A considerable change
In recent decades there has been an international development of the rights of minorities and indigenous peoples. This has taken place at a global level in the UN and at a regional level in institutions including the Council of Europe. The result of this development is that the status of indigenous peoples within international law has changed considerably. After having previously been viewed primarily as ethnic minorities with their cultural, linguistic and religious rights protected by international law, today indigenous peoples have achieved recognition of their status as peoples. They therefore have the right to self determination, land and natural resources, even though the extent of these rights is disputed.
The dissertation studies whether, and if so how, Sweden’s view of the status of the Sami people under international law has changed during the period 1986-2005. This is compared with international developments surrounding the status and rights of indigenous peoples and minorities.

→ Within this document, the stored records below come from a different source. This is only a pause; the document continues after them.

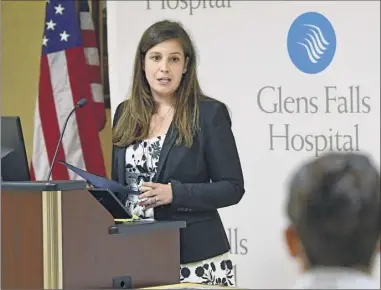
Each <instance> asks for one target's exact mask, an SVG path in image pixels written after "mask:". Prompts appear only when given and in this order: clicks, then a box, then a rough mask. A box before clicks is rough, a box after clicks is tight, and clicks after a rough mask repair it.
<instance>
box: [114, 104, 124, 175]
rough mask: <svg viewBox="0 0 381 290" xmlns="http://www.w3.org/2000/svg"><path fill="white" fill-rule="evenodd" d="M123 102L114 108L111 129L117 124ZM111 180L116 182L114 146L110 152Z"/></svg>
mask: <svg viewBox="0 0 381 290" xmlns="http://www.w3.org/2000/svg"><path fill="white" fill-rule="evenodd" d="M124 103H125V102H122V103H120V104H119V105H118V107H117V108H116V111H115V114H114V119H113V122H112V128H113V129H114V127H115V126H116V123H117V122H118V120H119V118H120V115H121V114H122V111H123V106H124ZM111 179H112V180H114V181H118V179H119V178H118V158H117V154H116V146H115V145H114V144H113V145H112V152H111Z"/></svg>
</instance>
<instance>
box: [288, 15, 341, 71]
mask: <svg viewBox="0 0 381 290" xmlns="http://www.w3.org/2000/svg"><path fill="white" fill-rule="evenodd" d="M287 49H288V54H289V56H290V58H291V60H292V62H293V63H294V65H295V66H296V67H297V68H298V69H299V70H301V71H302V72H304V73H308V74H317V73H320V72H322V71H323V70H325V69H326V68H327V67H328V66H329V64H330V63H331V62H332V60H333V57H334V56H335V52H336V34H335V30H334V29H333V26H332V24H331V22H329V20H328V19H327V18H326V17H325V16H323V15H322V14H320V13H317V12H307V13H304V14H302V15H300V16H299V17H298V18H296V19H295V20H294V22H293V23H292V25H291V27H290V30H289V31H288V35H287Z"/></svg>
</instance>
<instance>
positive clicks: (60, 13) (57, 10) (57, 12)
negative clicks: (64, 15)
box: [54, 4, 65, 15]
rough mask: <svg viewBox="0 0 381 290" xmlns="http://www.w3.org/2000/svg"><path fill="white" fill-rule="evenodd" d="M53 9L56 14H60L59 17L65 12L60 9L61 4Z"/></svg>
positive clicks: (58, 5) (54, 7)
mask: <svg viewBox="0 0 381 290" xmlns="http://www.w3.org/2000/svg"><path fill="white" fill-rule="evenodd" d="M54 9H56V14H60V15H63V11H64V10H65V8H64V7H62V5H61V4H59V5H58V6H54Z"/></svg>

– It transpires that Sweden has found it easier to adapt to the protection afforded to national minorities than to the protection that indigenous people should have according to international standards, says Peter Johansson.
This is demonstrated by the fact that Sweden has ratified the Council of Europe’s two conventions that protect national minorities and their languages, but has thus far refrained from ratifying ILO convention no. 169 on the rights of indigenous peoples.
– The consequence of the last decades of Swedish policy towards the Sami is that they are recognised in words as an indigenous people, but that in practice they are not treated as such. Instead it can be said that the Sami have acquired the status of a ”deluxe minority ”, Johansson continues.
Consequences for Sweden
The Sami have more extensive rights than other minorities, but the scope of those rights does not conform to internationally set requirements for indigenous peoples’ rights. According to Peter Johansson there is a risk that this situation will have a detrimental effect on Sweden’s international status as a country that defends human rights. Furthermore, it might have consequences for how Sweden can work internationally with minority- and indigenous peoples’ issues, as international politics often sets requirements that you practice what you preach.
Title of the dissertation: The Sami – an indigenous people or a minority? A study of Swedish Sami politics 1986-2005.
Time and location for the disputation: Friday 23 May 2008, 10.15, Room 220, Annedalsseminariet (Campus Linné), Seminariegatan 1A, Göteborg.